Recco. “Nei mesi scorsi diverse mareggiate hanno danneggiato gravemente la scogliera di Punta Sant’Anna, a Recco, e il molo protettivo del nuovo depuratore, che servirà a depurare i reflui del Golfo Paradiso. Sono bastate alcune onde appena più violente per devastare il molo, nonostante i forti investimenti stanziati dalla passata Giunta Burlando per la depurazione delle acque, che prevedevano anche opere accessorie per garantirne la sicurezza”. Lo dice Fabio Tosi, portavoce del M5S in Regione.

“Oltre a mandare in pezzi la struttura, la mareggiata ha messo a nudo anche diverse incongruenze nella gestione dei lavori. A cominciare dall’appalto di gara, che è stato concesso con un il massimo ribasso di sconto (circa il 40%), con i risultati che tutti i cittadini hanno sotto gli occhi. Ma gli aspetti oscuri sono diversi. Basti pensare che, per la costruzione del molo, sono stati utilizzati massi di 4-5 quintali, a fronte dei 9-12 quintali richiesti dal capitolato. E, una volta ceduta la struttura, qualcuno ha pensato bene di tamponare i danni con polistirolo e silicone! Due esempi, tra i tanti che si potrebbero fare, che rendono bene l’idea sulla qualità e l’efficacia degli interventi”, prosegue.

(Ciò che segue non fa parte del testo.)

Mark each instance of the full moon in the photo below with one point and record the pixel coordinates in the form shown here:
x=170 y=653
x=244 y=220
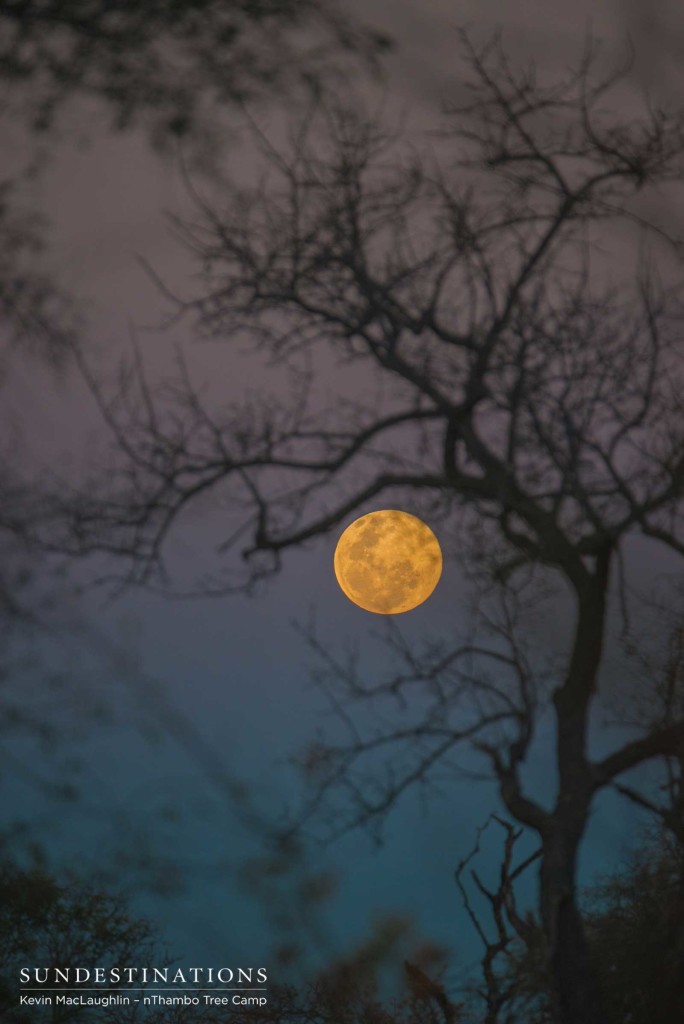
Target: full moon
x=388 y=562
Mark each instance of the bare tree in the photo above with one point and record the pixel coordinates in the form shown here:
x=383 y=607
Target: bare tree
x=527 y=394
x=170 y=64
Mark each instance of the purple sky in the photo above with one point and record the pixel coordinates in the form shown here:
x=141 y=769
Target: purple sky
x=105 y=198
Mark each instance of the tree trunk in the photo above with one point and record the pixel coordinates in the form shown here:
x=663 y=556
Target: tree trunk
x=576 y=996
x=578 y=999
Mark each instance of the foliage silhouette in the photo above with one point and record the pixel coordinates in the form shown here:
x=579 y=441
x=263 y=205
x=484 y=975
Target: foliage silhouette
x=527 y=394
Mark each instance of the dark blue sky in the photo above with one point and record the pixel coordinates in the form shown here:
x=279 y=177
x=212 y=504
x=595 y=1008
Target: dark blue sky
x=234 y=667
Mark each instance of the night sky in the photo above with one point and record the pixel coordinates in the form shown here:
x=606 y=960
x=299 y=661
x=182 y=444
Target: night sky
x=237 y=668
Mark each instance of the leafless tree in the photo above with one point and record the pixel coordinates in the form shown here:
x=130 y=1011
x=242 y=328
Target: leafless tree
x=514 y=308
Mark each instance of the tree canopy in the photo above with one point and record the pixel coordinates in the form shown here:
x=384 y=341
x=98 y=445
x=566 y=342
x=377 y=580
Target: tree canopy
x=520 y=388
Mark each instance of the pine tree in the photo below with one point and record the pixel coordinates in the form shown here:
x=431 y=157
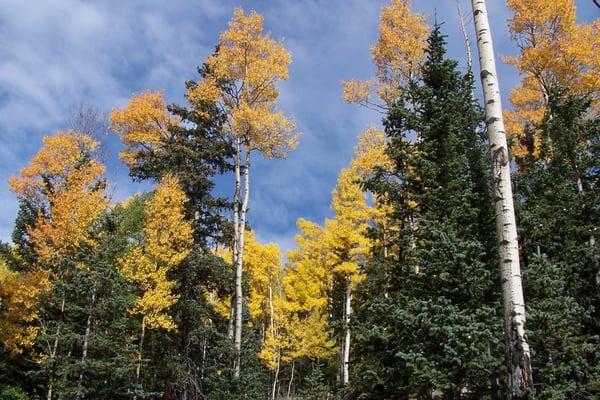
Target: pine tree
x=429 y=313
x=557 y=188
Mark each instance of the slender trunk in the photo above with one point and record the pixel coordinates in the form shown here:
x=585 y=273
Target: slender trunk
x=276 y=378
x=346 y=347
x=592 y=241
x=518 y=356
x=291 y=380
x=236 y=225
x=139 y=366
x=54 y=349
x=231 y=318
x=463 y=28
x=240 y=263
x=86 y=339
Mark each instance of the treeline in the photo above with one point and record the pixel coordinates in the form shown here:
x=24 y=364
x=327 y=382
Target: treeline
x=168 y=294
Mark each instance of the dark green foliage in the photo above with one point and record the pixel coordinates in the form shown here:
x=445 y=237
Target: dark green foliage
x=314 y=386
x=13 y=393
x=558 y=197
x=429 y=315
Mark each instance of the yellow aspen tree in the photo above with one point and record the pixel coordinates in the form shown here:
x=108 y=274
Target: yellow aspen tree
x=64 y=182
x=306 y=282
x=263 y=263
x=397 y=55
x=19 y=307
x=346 y=234
x=167 y=242
x=554 y=49
x=241 y=80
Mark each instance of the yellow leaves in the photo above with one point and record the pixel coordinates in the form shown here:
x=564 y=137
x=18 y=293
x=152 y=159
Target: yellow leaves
x=241 y=80
x=402 y=43
x=554 y=50
x=398 y=55
x=269 y=132
x=167 y=241
x=246 y=54
x=357 y=91
x=541 y=18
x=64 y=181
x=168 y=235
x=263 y=263
x=143 y=124
x=19 y=301
x=60 y=154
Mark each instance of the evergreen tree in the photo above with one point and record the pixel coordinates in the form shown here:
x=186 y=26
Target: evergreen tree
x=558 y=194
x=429 y=313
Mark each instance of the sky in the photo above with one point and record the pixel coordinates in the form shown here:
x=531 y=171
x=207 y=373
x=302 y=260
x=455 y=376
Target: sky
x=55 y=54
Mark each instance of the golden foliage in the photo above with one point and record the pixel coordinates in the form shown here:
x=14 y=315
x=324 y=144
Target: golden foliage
x=555 y=49
x=263 y=263
x=398 y=55
x=65 y=182
x=19 y=307
x=241 y=80
x=49 y=169
x=143 y=124
x=167 y=242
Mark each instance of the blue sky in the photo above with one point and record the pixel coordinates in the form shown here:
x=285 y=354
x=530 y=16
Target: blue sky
x=57 y=53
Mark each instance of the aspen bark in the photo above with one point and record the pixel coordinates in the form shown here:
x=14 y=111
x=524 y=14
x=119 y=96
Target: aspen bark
x=86 y=339
x=518 y=355
x=291 y=380
x=239 y=263
x=139 y=366
x=236 y=233
x=55 y=349
x=346 y=346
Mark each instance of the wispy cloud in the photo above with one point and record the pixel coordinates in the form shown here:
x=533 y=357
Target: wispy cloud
x=54 y=53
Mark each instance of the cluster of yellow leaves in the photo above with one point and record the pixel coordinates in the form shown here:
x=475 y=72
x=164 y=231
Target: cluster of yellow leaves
x=19 y=299
x=143 y=124
x=167 y=242
x=263 y=263
x=268 y=131
x=555 y=49
x=398 y=54
x=241 y=80
x=48 y=170
x=65 y=182
x=305 y=284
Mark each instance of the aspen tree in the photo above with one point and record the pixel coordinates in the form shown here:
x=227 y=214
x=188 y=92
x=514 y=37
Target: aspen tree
x=63 y=180
x=167 y=242
x=518 y=354
x=397 y=55
x=241 y=80
x=554 y=50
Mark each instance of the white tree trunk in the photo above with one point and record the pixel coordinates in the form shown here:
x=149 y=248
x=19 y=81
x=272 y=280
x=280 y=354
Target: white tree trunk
x=518 y=355
x=86 y=340
x=346 y=345
x=139 y=366
x=236 y=233
x=239 y=263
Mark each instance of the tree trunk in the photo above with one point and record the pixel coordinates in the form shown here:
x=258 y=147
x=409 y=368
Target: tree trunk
x=291 y=380
x=139 y=366
x=518 y=355
x=346 y=346
x=236 y=233
x=463 y=28
x=239 y=263
x=276 y=378
x=54 y=349
x=86 y=339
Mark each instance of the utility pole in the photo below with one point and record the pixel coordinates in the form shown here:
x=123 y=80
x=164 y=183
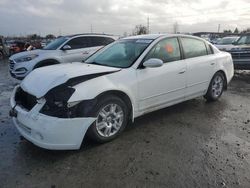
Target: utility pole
x=148 y=24
x=218 y=28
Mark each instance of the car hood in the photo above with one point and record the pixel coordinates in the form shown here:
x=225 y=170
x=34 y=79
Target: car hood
x=241 y=47
x=224 y=47
x=41 y=80
x=27 y=53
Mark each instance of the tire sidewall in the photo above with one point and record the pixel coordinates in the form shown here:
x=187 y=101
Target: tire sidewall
x=102 y=102
x=209 y=94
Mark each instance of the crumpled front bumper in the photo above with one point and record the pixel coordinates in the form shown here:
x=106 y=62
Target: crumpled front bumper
x=49 y=132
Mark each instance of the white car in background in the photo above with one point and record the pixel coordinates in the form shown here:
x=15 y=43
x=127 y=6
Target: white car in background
x=124 y=80
x=62 y=50
x=226 y=43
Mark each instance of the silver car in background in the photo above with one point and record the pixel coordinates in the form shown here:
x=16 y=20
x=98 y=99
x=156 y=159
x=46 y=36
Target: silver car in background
x=66 y=49
x=226 y=43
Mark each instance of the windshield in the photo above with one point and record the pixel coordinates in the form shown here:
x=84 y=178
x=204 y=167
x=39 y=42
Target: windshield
x=244 y=40
x=120 y=54
x=227 y=40
x=55 y=44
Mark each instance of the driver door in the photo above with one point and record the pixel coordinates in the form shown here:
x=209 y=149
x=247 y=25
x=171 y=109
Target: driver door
x=162 y=86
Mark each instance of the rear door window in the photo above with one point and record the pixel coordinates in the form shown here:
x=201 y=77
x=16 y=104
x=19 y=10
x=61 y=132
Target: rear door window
x=100 y=41
x=167 y=50
x=79 y=42
x=193 y=47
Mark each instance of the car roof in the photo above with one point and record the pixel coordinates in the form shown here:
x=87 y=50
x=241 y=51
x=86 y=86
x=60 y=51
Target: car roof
x=155 y=36
x=92 y=34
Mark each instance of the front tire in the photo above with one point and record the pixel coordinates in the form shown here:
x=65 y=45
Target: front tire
x=111 y=118
x=216 y=87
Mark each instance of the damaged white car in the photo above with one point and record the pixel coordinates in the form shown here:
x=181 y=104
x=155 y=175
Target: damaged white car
x=124 y=80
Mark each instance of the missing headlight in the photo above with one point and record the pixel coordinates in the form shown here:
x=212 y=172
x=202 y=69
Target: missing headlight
x=56 y=102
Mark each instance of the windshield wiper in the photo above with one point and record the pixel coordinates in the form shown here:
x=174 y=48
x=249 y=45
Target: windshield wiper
x=94 y=63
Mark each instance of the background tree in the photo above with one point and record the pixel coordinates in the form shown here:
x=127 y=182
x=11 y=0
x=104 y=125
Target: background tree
x=236 y=31
x=227 y=31
x=50 y=36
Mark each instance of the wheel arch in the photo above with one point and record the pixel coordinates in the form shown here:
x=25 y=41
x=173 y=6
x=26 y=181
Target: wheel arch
x=225 y=77
x=123 y=96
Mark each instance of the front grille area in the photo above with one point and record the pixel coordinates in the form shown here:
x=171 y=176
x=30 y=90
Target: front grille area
x=241 y=55
x=11 y=64
x=25 y=99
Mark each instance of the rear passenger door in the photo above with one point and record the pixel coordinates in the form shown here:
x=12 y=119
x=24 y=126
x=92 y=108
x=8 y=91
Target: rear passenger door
x=165 y=85
x=199 y=66
x=79 y=50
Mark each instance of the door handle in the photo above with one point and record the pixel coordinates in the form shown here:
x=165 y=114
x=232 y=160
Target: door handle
x=182 y=71
x=85 y=52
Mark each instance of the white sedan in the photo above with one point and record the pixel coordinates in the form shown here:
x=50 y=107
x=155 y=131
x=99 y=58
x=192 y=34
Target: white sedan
x=55 y=107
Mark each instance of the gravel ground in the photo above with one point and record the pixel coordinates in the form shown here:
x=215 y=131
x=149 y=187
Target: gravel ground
x=192 y=144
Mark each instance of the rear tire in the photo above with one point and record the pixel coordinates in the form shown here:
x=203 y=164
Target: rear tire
x=112 y=117
x=216 y=87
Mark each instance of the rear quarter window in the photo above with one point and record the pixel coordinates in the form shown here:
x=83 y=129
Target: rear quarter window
x=193 y=47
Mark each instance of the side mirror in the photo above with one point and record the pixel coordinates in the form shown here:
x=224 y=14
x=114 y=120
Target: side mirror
x=66 y=47
x=153 y=63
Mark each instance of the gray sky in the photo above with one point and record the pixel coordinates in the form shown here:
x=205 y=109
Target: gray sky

“Venerdì abbiamo già fissato un incontro con l’ingegner Zucca del Comune di Recco per avere chiarimenti sulla situazione del molo e, soprattutto, capire se il depuratore entrerà in funzione nei tempi previsti. I cittadini di Recco lo aspettano da troppo tempo, e in tutti questi anni hanno continuato a pagare ingiustamente in bolletta la tassa per la depurazione delle acque, in cambio di un servizio che non hanno mai avuto”, conclude Tosi.